Transfer learning refers to reuse of some or all of the training data, feature representations, neural-node layering, weights, training method, loss function, learning rate, and other properties of a prior model.
Transfer learning is a supplement to, not a replacement for, other learning techniques that form the backbone of most data science practices. Typically, a data scientist relies on transfer learning to tap into statistical knowledge that was gained on prior projects through supervised, semi-supervised, unsupervised, or reinforcement learning.
For data scientists, there are several practical uses of transfer learning.
Modeling productivity acceleration
If data scientists can reuse prior work without the need to revise it extensively, transfer-learning techniques can greatly boost their productivity and accelerate time to insight on new modeling projects. In fact, many projects in machine learning and deep learning address solution domains for which there is ample prior work that can be reused to kick-start development and training of fresh neural networks.
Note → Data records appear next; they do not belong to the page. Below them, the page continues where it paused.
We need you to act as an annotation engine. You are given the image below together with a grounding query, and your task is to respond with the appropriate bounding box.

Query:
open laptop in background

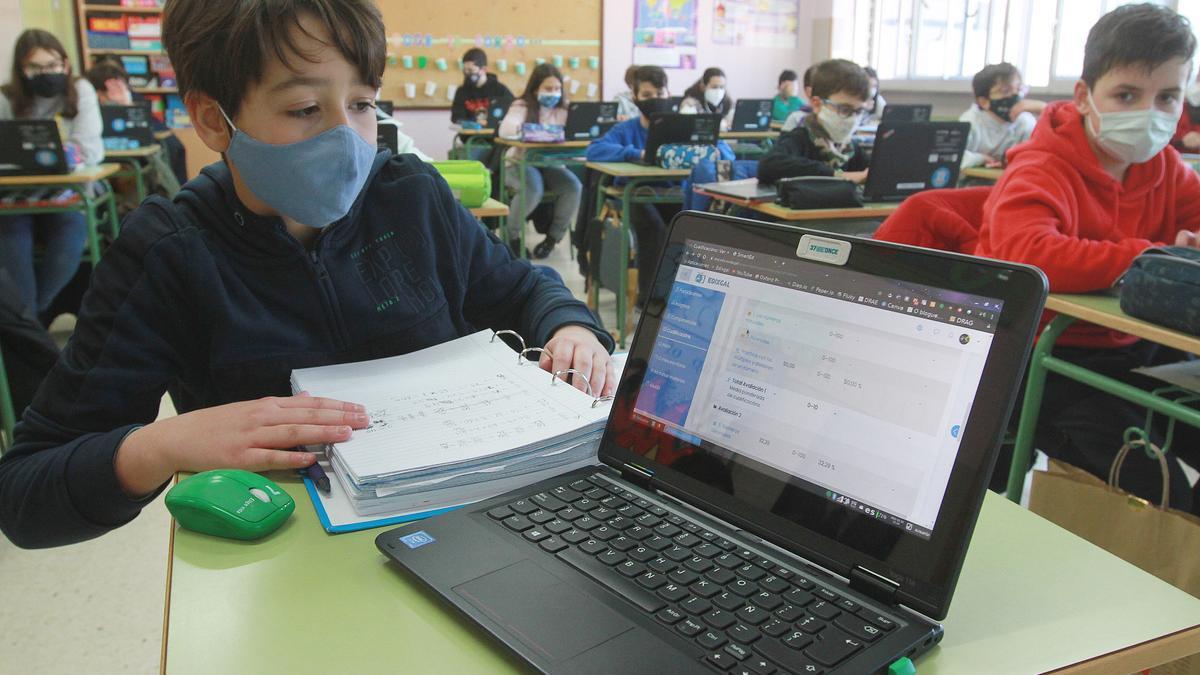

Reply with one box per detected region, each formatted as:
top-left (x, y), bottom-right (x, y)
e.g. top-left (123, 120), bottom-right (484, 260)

It is also useful if there are close parallels or affinities between the source and target domains. For example, a natural-language processing algorithm that was built to classify English-language technical documents in one scientific discipline should, in theory, be readily adaptable to classifying Spanish-language documents in a related field. Likewise, deep learning knowledge that was gained from training a robot to navigate through a maze may also be partially applicable to helping it learn to make its way through a dynamic obstacle course.
If a new application domain lacks sufficient amounts of labeled training data of high quality, transfer learning can help data scientists to craft machine learning models that leverage relevant training data from prior modeling projects. As noted in this excellent research paper, transfer learning is an essential capability to address machine learning projects in which prior training data can become easily outdated. This problem of training-data obsolescence often happens in dynamic problem domains, such as trying to gauge social sentiment or track patterns in sensor data.
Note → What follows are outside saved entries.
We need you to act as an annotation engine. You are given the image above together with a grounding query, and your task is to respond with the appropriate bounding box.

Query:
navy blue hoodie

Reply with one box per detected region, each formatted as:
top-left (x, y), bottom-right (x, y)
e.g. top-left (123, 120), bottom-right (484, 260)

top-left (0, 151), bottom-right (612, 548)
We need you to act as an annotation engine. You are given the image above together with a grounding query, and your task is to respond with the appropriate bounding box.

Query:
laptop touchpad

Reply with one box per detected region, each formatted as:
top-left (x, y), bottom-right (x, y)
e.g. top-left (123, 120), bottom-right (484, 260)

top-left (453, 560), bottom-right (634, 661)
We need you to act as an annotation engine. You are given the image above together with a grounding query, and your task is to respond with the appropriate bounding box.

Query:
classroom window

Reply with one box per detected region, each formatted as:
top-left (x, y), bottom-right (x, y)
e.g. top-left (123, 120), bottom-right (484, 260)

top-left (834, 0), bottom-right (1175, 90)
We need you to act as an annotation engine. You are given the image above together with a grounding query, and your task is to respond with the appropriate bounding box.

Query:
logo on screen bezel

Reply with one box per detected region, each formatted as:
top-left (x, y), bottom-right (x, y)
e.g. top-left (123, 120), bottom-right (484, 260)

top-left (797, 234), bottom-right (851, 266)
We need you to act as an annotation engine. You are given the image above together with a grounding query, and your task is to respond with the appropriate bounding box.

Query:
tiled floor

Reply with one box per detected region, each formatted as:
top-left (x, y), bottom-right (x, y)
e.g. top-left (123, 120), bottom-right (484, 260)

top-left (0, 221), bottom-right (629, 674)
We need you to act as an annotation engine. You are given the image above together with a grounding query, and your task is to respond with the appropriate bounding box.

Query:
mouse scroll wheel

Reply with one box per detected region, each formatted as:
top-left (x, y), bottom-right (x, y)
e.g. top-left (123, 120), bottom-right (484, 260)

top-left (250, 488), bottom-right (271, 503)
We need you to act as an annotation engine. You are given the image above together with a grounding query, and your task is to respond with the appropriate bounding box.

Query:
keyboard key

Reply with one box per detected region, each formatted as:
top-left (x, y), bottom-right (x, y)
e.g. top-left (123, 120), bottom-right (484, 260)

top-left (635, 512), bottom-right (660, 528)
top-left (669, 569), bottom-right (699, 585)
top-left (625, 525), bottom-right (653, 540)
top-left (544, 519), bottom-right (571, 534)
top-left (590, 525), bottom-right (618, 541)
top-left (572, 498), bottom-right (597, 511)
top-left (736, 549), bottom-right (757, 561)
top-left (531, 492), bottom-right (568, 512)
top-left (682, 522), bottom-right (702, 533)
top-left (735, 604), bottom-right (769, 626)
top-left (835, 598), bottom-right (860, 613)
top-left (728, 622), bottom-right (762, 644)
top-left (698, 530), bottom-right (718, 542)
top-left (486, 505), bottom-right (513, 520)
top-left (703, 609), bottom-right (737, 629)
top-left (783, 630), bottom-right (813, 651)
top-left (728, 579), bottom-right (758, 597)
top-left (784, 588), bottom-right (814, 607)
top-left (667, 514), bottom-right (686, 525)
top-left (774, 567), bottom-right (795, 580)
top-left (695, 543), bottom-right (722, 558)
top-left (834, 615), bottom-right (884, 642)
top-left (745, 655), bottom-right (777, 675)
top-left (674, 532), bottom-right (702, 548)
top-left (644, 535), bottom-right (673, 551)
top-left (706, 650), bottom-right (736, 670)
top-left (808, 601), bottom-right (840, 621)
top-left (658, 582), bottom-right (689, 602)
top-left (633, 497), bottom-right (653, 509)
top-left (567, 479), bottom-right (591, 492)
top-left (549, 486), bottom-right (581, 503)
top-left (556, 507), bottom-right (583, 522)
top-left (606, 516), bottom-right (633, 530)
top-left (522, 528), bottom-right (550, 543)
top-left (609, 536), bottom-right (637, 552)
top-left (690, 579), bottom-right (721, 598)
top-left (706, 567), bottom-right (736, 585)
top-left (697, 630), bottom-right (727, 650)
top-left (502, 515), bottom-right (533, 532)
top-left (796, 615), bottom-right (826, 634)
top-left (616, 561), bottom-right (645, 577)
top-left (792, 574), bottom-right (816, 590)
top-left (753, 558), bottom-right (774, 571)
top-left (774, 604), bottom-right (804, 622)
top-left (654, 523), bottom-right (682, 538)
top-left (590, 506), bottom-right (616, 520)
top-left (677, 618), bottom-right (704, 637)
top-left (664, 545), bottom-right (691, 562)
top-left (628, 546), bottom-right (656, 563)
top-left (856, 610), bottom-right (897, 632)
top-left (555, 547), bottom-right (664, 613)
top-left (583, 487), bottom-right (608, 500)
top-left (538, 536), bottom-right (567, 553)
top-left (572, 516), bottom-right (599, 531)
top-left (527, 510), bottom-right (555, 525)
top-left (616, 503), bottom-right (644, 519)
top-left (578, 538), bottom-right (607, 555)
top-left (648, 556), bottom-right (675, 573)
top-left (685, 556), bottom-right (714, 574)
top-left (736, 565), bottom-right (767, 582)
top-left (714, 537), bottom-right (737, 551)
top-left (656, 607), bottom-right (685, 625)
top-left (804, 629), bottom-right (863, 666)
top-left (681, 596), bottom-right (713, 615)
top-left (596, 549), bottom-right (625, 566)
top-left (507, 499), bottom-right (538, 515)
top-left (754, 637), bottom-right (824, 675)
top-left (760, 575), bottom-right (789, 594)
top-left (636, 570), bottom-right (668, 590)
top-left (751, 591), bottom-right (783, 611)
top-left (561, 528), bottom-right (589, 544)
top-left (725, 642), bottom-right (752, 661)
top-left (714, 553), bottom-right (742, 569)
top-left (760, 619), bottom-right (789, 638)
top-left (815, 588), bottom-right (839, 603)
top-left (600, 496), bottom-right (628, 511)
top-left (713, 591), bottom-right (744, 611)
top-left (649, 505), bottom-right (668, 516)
An example, cited in the paper, is the difficulty of training the machine-learning models that drive Wi-Fi indoor localization, considering that the key data—signal strength—behind these models may vary widely over the time periods and devices used to collect the data. Transfer learning is also critical to the success of IoT deep learning applications that generate complex machine-generated information of such staggering volume, velocity, and variety that one would never be able to find enough expert human beings to label enough of it to kick-start training of new models.
If the underlying conditions of the phenomenon modeled have radically changed, thereby rendering prior training data sets or feature models inapplicable, transfer learning can help data scientists leverage useful subsets of training data and feature models from related domains. As discussed in this recent Harvard Business Review article, the data scientists who got the 2016 U.S. presidential election dead wrong could have benefited from statistical knowledge gained in postmortem studies of failed predictions from the U.K. Brexit fiasco.
Transfer learning can help data scientists mitigate the risks of machine-learning-driven predictions in any problem domain susceptible to highly improbable events. For example, cross-fertilization of statistical knowledge from meteorological models may be useful in predicting “perfect storms” of congestion in traffic management. Likewise, historical data on “black swans” in economics, such as stock-market crashes and severe depressions, may be useful in predicting catastrophic developments in politics and epidemiology.
Transfer learning isn’t only a productivity tool to assist data scientists with their next modeling challenge. It also stands at the forefront of the data science community’s efforts to invent “master learning algorithms” that automatically gain and apply fresh contextual knowledge through deep neural networks and other forms of AI.
Clearly, humanity is nowhere close to fashioning such a “superintelligence” -- and some people, fearing a robot apocalypse or similar dystopia, hope we never do. But it’s not far-fetched to predict that, as data scientists encode more of the world’s practical knowledge in statistical models, these AI nuggets will be composed into machine intelligence of staggering sophistication.
Transfer learning will become a membrane through which this statistical knowledge infuses everything in our world.